Department of Medicine, Loyola University Chicago Stritch School of Medicine, Maywood, IL, USA.
J Clin Gastroenterol. 2013 Sep;47(8):713-8. doi: 10.1097/MCG.0b013e318286fd97.
To estimate the hepatocellular carcinoma surveillance in the Medicaid cirrhotic population.
Most studies predate 2005 American Association for the Study of Liver Diseases surveillance recommendations and do not examine the primary target population, cirrhotics.
From 2006 to 2007, we identified adults with at least 1 cirrhosis International Classification of Disease code and 15 months of continuous enrollment in North Carolina Medicaid, recording claims for abdominal ultrasound, computed tomography, magnetic resonance imaging, and α-fetoprotein testing. We used multivariable logistic regression to identify factors independently associated with imaging.

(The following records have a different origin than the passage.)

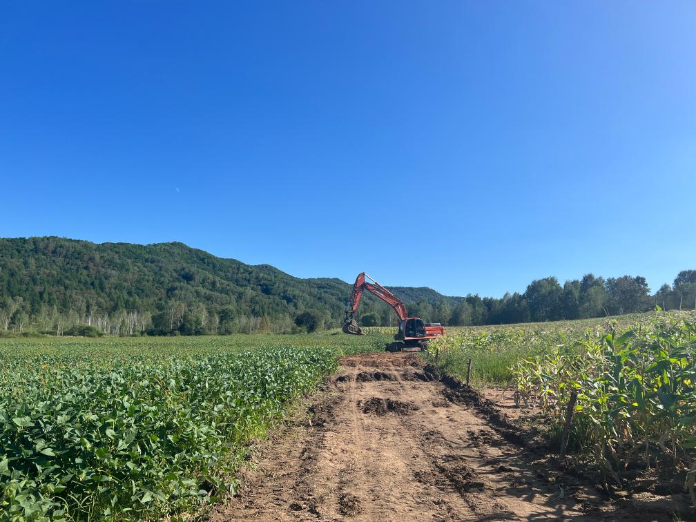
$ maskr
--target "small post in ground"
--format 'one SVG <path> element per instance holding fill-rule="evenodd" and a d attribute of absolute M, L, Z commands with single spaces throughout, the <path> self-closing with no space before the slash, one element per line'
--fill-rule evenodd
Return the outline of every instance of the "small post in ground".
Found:
<path fill-rule="evenodd" d="M 566 409 L 566 419 L 563 424 L 563 434 L 561 436 L 561 450 L 558 455 L 561 459 L 565 457 L 568 438 L 570 437 L 570 425 L 573 422 L 573 412 L 575 411 L 575 404 L 577 402 L 578 390 L 574 390 L 570 393 L 570 400 L 568 401 L 568 407 Z"/>

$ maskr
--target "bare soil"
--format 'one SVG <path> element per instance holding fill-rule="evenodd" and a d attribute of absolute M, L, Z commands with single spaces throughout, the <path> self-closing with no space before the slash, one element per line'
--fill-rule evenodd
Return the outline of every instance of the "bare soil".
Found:
<path fill-rule="evenodd" d="M 684 496 L 613 496 L 562 469 L 533 411 L 480 395 L 416 354 L 344 357 L 340 371 L 260 444 L 226 520 L 671 520 Z M 688 515 L 682 518 L 690 518 Z"/>

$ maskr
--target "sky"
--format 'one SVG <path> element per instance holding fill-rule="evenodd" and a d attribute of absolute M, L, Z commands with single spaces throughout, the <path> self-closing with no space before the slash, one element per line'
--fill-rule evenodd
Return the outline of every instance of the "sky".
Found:
<path fill-rule="evenodd" d="M 500 296 L 696 269 L 696 3 L 15 2 L 0 236 Z"/>

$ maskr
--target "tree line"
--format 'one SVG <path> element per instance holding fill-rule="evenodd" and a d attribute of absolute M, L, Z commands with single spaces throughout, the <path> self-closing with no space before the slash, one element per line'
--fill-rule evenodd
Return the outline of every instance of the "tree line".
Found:
<path fill-rule="evenodd" d="M 435 303 L 422 298 L 406 302 L 409 315 L 448 326 L 588 319 L 645 312 L 656 306 L 663 310 L 696 307 L 696 270 L 679 272 L 671 285 L 665 283 L 654 294 L 640 276 L 605 279 L 588 274 L 562 286 L 555 276 L 537 279 L 524 293 L 507 293 L 501 299 L 469 294 Z M 363 326 L 395 324 L 396 316 L 388 307 L 366 303 L 361 312 Z"/>
<path fill-rule="evenodd" d="M 0 333 L 115 335 L 292 333 L 340 326 L 351 285 L 301 279 L 269 265 L 216 258 L 181 243 L 95 244 L 58 237 L 0 239 Z M 587 274 L 532 281 L 501 299 L 390 287 L 411 315 L 447 325 L 580 319 L 692 308 L 696 271 L 651 294 L 644 278 Z M 395 326 L 365 294 L 359 320 Z"/>

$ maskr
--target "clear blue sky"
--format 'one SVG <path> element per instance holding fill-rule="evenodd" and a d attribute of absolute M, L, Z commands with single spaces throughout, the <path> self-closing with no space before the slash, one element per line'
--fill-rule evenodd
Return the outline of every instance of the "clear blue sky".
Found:
<path fill-rule="evenodd" d="M 696 3 L 15 2 L 0 236 L 499 296 L 696 268 Z"/>

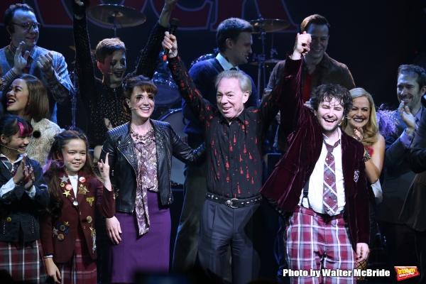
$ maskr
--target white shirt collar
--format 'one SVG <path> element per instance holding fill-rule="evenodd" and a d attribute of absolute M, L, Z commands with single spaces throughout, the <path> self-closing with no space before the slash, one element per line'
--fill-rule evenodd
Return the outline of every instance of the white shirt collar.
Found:
<path fill-rule="evenodd" d="M 219 63 L 221 65 L 222 68 L 224 68 L 224 70 L 229 70 L 233 67 L 235 67 L 236 70 L 239 71 L 238 66 L 232 66 L 232 64 L 229 63 L 229 62 L 226 60 L 226 58 L 224 58 L 220 53 L 216 55 L 216 59 L 217 59 Z"/>
<path fill-rule="evenodd" d="M 337 138 L 337 140 L 336 140 L 336 141 L 340 140 L 340 138 L 342 138 L 342 131 L 340 130 L 340 127 L 337 126 L 337 133 L 339 133 L 339 136 Z M 332 143 L 329 143 L 329 138 L 324 134 L 322 133 L 322 136 L 324 137 L 324 141 L 329 145 L 332 145 Z M 336 142 L 334 142 L 336 143 Z M 340 141 L 340 143 L 342 143 L 342 141 Z M 334 144 L 334 143 L 333 143 Z"/>

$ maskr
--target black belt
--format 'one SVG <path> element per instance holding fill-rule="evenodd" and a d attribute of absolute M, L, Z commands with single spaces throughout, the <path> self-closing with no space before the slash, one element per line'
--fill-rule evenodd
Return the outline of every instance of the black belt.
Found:
<path fill-rule="evenodd" d="M 212 200 L 217 203 L 224 204 L 231 208 L 244 207 L 246 206 L 251 206 L 257 203 L 260 203 L 262 201 L 261 195 L 256 195 L 250 198 L 229 198 L 224 197 L 223 196 L 217 195 L 214 193 L 207 192 L 206 194 L 206 199 Z"/>

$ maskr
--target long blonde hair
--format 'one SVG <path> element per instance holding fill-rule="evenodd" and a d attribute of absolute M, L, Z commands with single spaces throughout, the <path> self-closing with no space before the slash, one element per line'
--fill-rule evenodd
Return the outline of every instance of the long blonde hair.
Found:
<path fill-rule="evenodd" d="M 349 92 L 351 93 L 351 96 L 352 96 L 352 99 L 365 97 L 370 103 L 370 117 L 367 124 L 362 129 L 364 131 L 364 137 L 361 141 L 364 147 L 370 148 L 378 140 L 379 134 L 373 97 L 363 88 L 354 88 L 351 89 Z M 342 129 L 344 130 L 348 126 L 348 123 L 346 116 L 342 123 Z"/>

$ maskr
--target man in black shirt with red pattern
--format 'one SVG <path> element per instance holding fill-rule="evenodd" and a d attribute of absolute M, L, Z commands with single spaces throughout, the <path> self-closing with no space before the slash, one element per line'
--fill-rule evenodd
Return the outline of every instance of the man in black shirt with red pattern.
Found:
<path fill-rule="evenodd" d="M 278 111 L 278 92 L 273 91 L 259 107 L 244 109 L 251 92 L 249 77 L 239 71 L 224 71 L 216 79 L 215 107 L 203 99 L 182 64 L 176 38 L 166 33 L 163 45 L 170 50 L 172 75 L 199 118 L 207 149 L 208 192 L 200 218 L 200 264 L 222 277 L 231 244 L 232 283 L 246 283 L 257 278 L 260 267 L 261 142 Z"/>

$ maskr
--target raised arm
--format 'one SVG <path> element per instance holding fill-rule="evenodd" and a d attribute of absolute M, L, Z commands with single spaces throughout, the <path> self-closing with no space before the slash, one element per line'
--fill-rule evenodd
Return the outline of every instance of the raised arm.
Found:
<path fill-rule="evenodd" d="M 188 71 L 180 61 L 180 58 L 178 55 L 176 37 L 166 32 L 163 41 L 163 46 L 169 48 L 170 50 L 168 54 L 168 67 L 175 82 L 179 87 L 180 95 L 186 102 L 192 114 L 198 118 L 199 121 L 203 124 L 207 119 L 209 119 L 213 109 L 216 109 L 216 108 L 203 99 L 202 96 L 197 89 L 194 82 L 190 77 Z"/>
<path fill-rule="evenodd" d="M 366 173 L 371 184 L 378 180 L 385 158 L 385 138 L 378 134 L 378 140 L 373 145 L 371 158 L 366 161 Z"/>
<path fill-rule="evenodd" d="M 304 113 L 301 94 L 302 55 L 309 51 L 310 41 L 309 33 L 305 32 L 302 34 L 297 33 L 293 54 L 287 55 L 280 84 L 271 92 L 279 92 L 280 127 L 286 135 L 293 132 L 293 129 L 302 122 Z"/>
<path fill-rule="evenodd" d="M 196 163 L 200 165 L 200 159 L 205 158 L 205 143 L 202 143 L 195 150 L 192 150 L 187 143 L 183 142 L 180 137 L 169 126 L 170 137 L 172 138 L 173 155 L 182 163 Z"/>
<path fill-rule="evenodd" d="M 158 54 L 161 50 L 161 41 L 164 37 L 164 33 L 168 30 L 170 15 L 177 3 L 178 0 L 165 1 L 164 8 L 161 11 L 158 22 L 154 26 L 146 45 L 141 50 L 136 70 L 128 74 L 124 82 L 126 82 L 127 78 L 138 75 L 143 75 L 148 78 L 153 77 L 158 65 Z"/>
<path fill-rule="evenodd" d="M 420 125 L 413 141 L 410 167 L 415 173 L 426 170 L 426 111 L 424 110 Z"/>
<path fill-rule="evenodd" d="M 385 165 L 387 167 L 395 168 L 408 156 L 415 129 L 414 116 L 403 102 L 400 104 L 398 111 L 400 117 L 396 125 L 398 131 L 386 138 Z"/>
<path fill-rule="evenodd" d="M 90 106 L 96 100 L 96 77 L 94 62 L 90 53 L 90 41 L 86 18 L 87 1 L 82 4 L 77 0 L 72 3 L 74 44 L 75 45 L 75 72 L 78 77 L 80 94 L 87 116 L 91 115 Z M 79 5 L 80 2 L 82 5 Z"/>

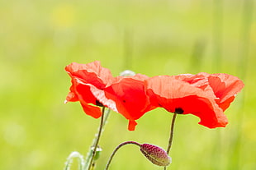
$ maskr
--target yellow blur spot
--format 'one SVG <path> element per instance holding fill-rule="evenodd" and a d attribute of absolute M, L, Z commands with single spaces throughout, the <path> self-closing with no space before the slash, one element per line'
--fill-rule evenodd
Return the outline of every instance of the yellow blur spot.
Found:
<path fill-rule="evenodd" d="M 52 13 L 53 25 L 57 28 L 71 27 L 75 20 L 75 9 L 70 4 L 60 4 Z"/>

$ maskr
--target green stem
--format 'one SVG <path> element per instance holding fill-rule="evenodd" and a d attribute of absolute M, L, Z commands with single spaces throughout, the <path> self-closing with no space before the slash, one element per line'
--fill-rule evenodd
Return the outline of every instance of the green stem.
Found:
<path fill-rule="evenodd" d="M 171 146 L 172 146 L 172 144 L 173 144 L 174 122 L 175 122 L 176 116 L 177 116 L 177 113 L 174 113 L 173 116 L 172 125 L 171 125 L 171 131 L 170 131 L 170 137 L 169 137 L 168 145 L 167 151 L 166 151 L 168 154 L 170 152 Z"/>
<path fill-rule="evenodd" d="M 105 168 L 105 170 L 107 170 L 107 169 L 108 169 L 108 168 L 109 168 L 109 166 L 110 166 L 110 163 L 111 163 L 111 160 L 113 159 L 113 157 L 114 157 L 114 155 L 116 154 L 116 153 L 117 152 L 117 150 L 118 150 L 121 147 L 122 147 L 122 146 L 124 146 L 124 145 L 128 145 L 128 144 L 133 144 L 133 145 L 138 145 L 138 146 L 140 147 L 140 144 L 139 144 L 139 143 L 137 143 L 137 142 L 135 142 L 135 141 L 126 141 L 126 142 L 123 142 L 123 143 L 120 144 L 120 145 L 115 149 L 115 150 L 113 151 L 113 153 L 112 153 L 111 155 L 110 156 L 110 158 L 109 158 L 109 159 L 108 159 L 108 162 L 107 162 L 107 166 L 106 166 L 106 168 Z"/>
<path fill-rule="evenodd" d="M 90 163 L 89 163 L 88 170 L 90 170 L 91 167 L 92 165 L 92 162 L 93 162 L 93 159 L 94 159 L 94 157 L 95 157 L 95 154 L 96 154 L 96 149 L 97 148 L 97 145 L 98 145 L 98 143 L 99 143 L 99 140 L 100 140 L 100 136 L 102 135 L 102 127 L 103 127 L 103 125 L 104 125 L 104 112 L 105 112 L 105 107 L 102 108 L 102 117 L 101 117 L 101 124 L 100 124 L 100 126 L 99 126 L 97 136 L 96 136 L 97 138 L 96 138 L 95 144 L 93 145 L 94 148 L 93 148 L 93 151 L 92 151 L 92 155 L 91 157 Z"/>
<path fill-rule="evenodd" d="M 169 140 L 168 140 L 168 147 L 167 147 L 167 150 L 166 153 L 168 154 L 172 147 L 172 144 L 173 144 L 173 130 L 174 130 L 174 122 L 175 122 L 175 119 L 176 119 L 176 116 L 178 113 L 173 114 L 173 119 L 172 119 L 172 125 L 171 125 L 171 130 L 170 130 L 170 137 L 169 137 Z M 164 168 L 164 170 L 166 170 L 166 167 Z"/>

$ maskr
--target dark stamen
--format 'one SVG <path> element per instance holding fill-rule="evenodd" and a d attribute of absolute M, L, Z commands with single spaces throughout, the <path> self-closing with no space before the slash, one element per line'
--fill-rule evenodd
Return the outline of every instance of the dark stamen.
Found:
<path fill-rule="evenodd" d="M 103 107 L 103 104 L 100 101 L 98 101 L 97 99 L 96 100 L 96 105 L 100 106 L 100 107 Z"/>

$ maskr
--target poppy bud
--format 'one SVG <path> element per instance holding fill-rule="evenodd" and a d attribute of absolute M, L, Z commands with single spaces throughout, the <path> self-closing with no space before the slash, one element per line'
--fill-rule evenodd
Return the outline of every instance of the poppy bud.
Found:
<path fill-rule="evenodd" d="M 140 145 L 142 154 L 154 164 L 158 166 L 168 166 L 172 162 L 172 159 L 162 148 L 150 144 Z"/>
<path fill-rule="evenodd" d="M 93 150 L 94 150 L 94 146 L 92 146 L 91 147 L 91 154 L 92 155 Z M 101 155 L 102 151 L 102 149 L 100 146 L 97 146 L 95 156 L 94 156 L 94 159 L 93 159 L 94 160 L 98 159 L 98 158 Z"/>

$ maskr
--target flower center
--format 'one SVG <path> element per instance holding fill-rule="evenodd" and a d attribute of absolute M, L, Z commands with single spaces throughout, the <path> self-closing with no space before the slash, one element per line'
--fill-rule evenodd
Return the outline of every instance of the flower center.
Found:
<path fill-rule="evenodd" d="M 183 114 L 184 113 L 184 110 L 182 108 L 176 108 L 174 113 L 178 114 Z"/>
<path fill-rule="evenodd" d="M 95 103 L 96 103 L 96 106 L 103 107 L 103 104 L 100 101 L 98 101 L 97 99 L 96 100 Z"/>

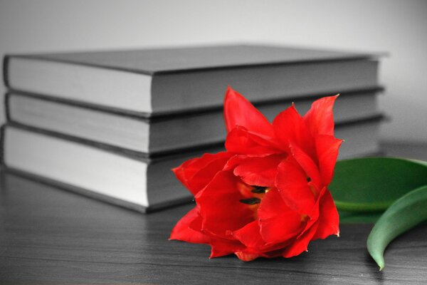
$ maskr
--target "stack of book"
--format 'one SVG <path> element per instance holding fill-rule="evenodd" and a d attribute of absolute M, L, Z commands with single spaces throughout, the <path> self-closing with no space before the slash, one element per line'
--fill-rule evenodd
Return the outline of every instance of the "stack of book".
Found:
<path fill-rule="evenodd" d="M 379 58 L 229 46 L 4 58 L 4 169 L 142 212 L 189 201 L 171 168 L 223 147 L 231 86 L 271 120 L 338 93 L 340 158 L 380 151 Z"/>

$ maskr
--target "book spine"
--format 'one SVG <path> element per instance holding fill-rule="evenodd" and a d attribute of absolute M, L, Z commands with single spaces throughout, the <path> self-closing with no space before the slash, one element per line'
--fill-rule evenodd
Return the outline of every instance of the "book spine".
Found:
<path fill-rule="evenodd" d="M 8 88 L 10 88 L 9 81 L 9 56 L 4 56 L 3 58 L 3 82 L 4 83 L 4 86 Z"/>
<path fill-rule="evenodd" d="M 4 126 L 5 125 L 3 125 L 0 127 L 0 167 L 6 166 L 4 163 L 4 135 L 6 134 Z"/>
<path fill-rule="evenodd" d="M 9 102 L 10 93 L 7 93 L 4 95 L 4 114 L 6 115 L 6 121 L 11 120 L 11 109 Z"/>

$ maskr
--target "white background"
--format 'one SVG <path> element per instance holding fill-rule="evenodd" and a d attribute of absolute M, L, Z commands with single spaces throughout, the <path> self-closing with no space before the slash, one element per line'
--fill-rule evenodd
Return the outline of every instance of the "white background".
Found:
<path fill-rule="evenodd" d="M 381 137 L 427 142 L 427 1 L 0 0 L 0 55 L 236 42 L 389 52 Z"/>

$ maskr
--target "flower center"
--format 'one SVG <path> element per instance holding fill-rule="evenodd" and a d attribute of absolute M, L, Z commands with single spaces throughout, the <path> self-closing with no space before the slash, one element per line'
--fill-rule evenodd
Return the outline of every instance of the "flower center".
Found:
<path fill-rule="evenodd" d="M 255 197 L 253 197 L 252 198 L 242 199 L 239 201 L 243 204 L 259 204 L 261 202 L 261 200 L 260 198 L 256 198 Z"/>
<path fill-rule="evenodd" d="M 241 199 L 239 202 L 248 205 L 259 204 L 269 190 L 268 187 L 264 186 L 248 185 L 246 183 L 241 183 L 239 190 L 245 198 Z"/>

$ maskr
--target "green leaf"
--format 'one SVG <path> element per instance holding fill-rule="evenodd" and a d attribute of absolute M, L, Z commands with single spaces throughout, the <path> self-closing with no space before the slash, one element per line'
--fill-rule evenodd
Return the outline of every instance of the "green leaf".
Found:
<path fill-rule="evenodd" d="M 338 161 L 329 189 L 339 210 L 384 211 L 401 196 L 427 185 L 425 163 L 391 157 Z"/>
<path fill-rule="evenodd" d="M 375 223 L 382 214 L 382 212 L 349 212 L 339 210 L 339 224 Z"/>
<path fill-rule="evenodd" d="M 384 267 L 387 245 L 402 233 L 427 219 L 427 185 L 405 195 L 379 218 L 368 237 L 367 245 L 379 270 Z"/>

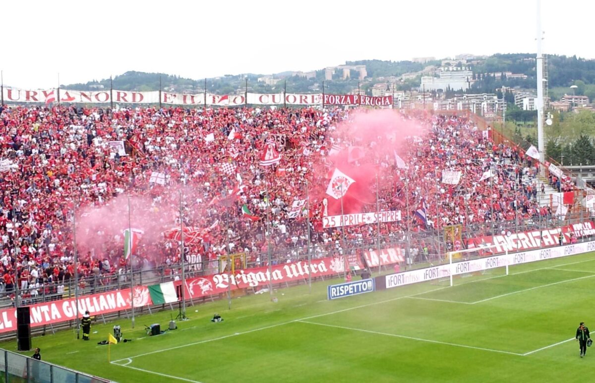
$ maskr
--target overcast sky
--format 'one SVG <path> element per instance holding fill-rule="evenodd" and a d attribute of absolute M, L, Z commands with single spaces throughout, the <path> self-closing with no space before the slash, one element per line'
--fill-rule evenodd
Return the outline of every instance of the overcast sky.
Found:
<path fill-rule="evenodd" d="M 536 0 L 7 1 L 0 69 L 22 88 L 127 71 L 201 79 L 378 59 L 535 52 Z M 595 2 L 542 0 L 544 52 L 595 58 Z"/>

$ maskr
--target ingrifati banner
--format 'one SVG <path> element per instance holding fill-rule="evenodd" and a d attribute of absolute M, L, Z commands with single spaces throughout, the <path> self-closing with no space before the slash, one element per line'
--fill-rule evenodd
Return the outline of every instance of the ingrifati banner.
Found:
<path fill-rule="evenodd" d="M 467 240 L 467 248 L 472 249 L 495 245 L 495 249 L 486 250 L 486 254 L 504 252 L 506 250 L 526 251 L 543 247 L 559 245 L 560 233 L 562 243 L 570 242 L 570 234 L 577 238 L 595 235 L 595 223 L 592 221 L 566 225 L 562 227 L 514 233 L 507 235 L 488 235 L 475 237 Z"/>
<path fill-rule="evenodd" d="M 362 105 L 390 106 L 393 97 L 371 97 L 357 94 L 299 94 L 295 93 L 242 93 L 240 94 L 213 94 L 197 93 L 187 94 L 170 92 L 133 91 L 114 90 L 80 91 L 67 89 L 20 89 L 5 87 L 4 102 L 28 103 L 50 103 L 105 104 L 162 104 L 172 105 L 208 105 L 211 106 L 240 106 L 253 105 Z M 58 99 L 58 94 L 60 97 Z"/>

A total of 5061 subjects were identified: mean age 54 years, 54% male patients, 35% African American, 56% white. Cirrhosis risk factors were alcohol (59%), hepatitis C (30%), hepatitis B (4%), others (18%), and unknown (24%). Only 26% underwent at least 1 imaging test. Just 12% of those not hospitalized or seen in an emergency department underwent any imaging test. Care in an academic facility, younger age, female sex, viral hepatitis, and Medicare coinsurance were positively associated with imaging. Twenty-one percent saw a gastroenterologist, which increased the odds of undergoing imaging (odds ratio, 2.81; 95% confidence interval, 2.32-3.41), whereas primary care visits did not (odds ratio, 0.94; 95% confidence interval, 0.76-1.16).
Only a quarter of North Carolina Medicaid cirrhotics underwent abdominal imaging over a 15-month period, and many tests may have been conducted without surveillance intent. Gastroenterology visits nearly tripled the odds of imaging, but primary-care visits had no effect. Efforts to improve surveillance rates in cirrhotic patients should target primary care and increased access to subspecialty care.
估计医疗补助肝硬化人群中的肝细胞癌监测情况。
大多数研究都早于 2005 年美国肝病研究协会的监测建议,并且没有检查主要目标人群,即肝硬化患者。
我们从 2006 年到 2007 年,在北卡罗来纳州医疗补助中确定了至少有 1 次肝硬化国际疾病分类代码和 15 个月连续入组的成年人,记录腹部超声、计算机断层扫描、磁共振成像和甲胎蛋白检测的索赔。我们使用多变量逻辑回归来确定与成像独立相关的因素。
共确定了 5061 名受试者:平均年龄 54 岁,54%为男性患者,35%为非裔美国人,56%为白人。肝硬化的危险因素为酒精(59%)、丙型肝炎(30%)、乙型肝炎(4%)、其他(18%)和未知(24%)。只有 26%的患者至少进行了 1 次影像学检查。只有 12%的未住院或未在急诊就诊的患者进行了任何影像学检查。在学术机构接受治疗、年龄较小、女性、病毒性肝炎和医疗保险共付额与影像学检查呈正相关。21%的患者看了胃肠病学家,这增加了进行影像学检查的几率(比值比,2.81;95%置信区间,2.32-3.41),而初级保健就诊没有(比值比,0.94;95%置信区间,0.76-1.16)。
在 15 个月的时间里,只有四分之一的北卡罗来纳州医疗补助肝硬化患者接受了腹部影像学检查,并且许多检查可能是在没有监测目的的情况下进行的。胃肠病学就诊几乎使影像学检查的几率增加了两倍,但初级保健就诊没有影响。为提高肝硬化患者的监测率,应针对初级保健并增加获得专科医疗的机会。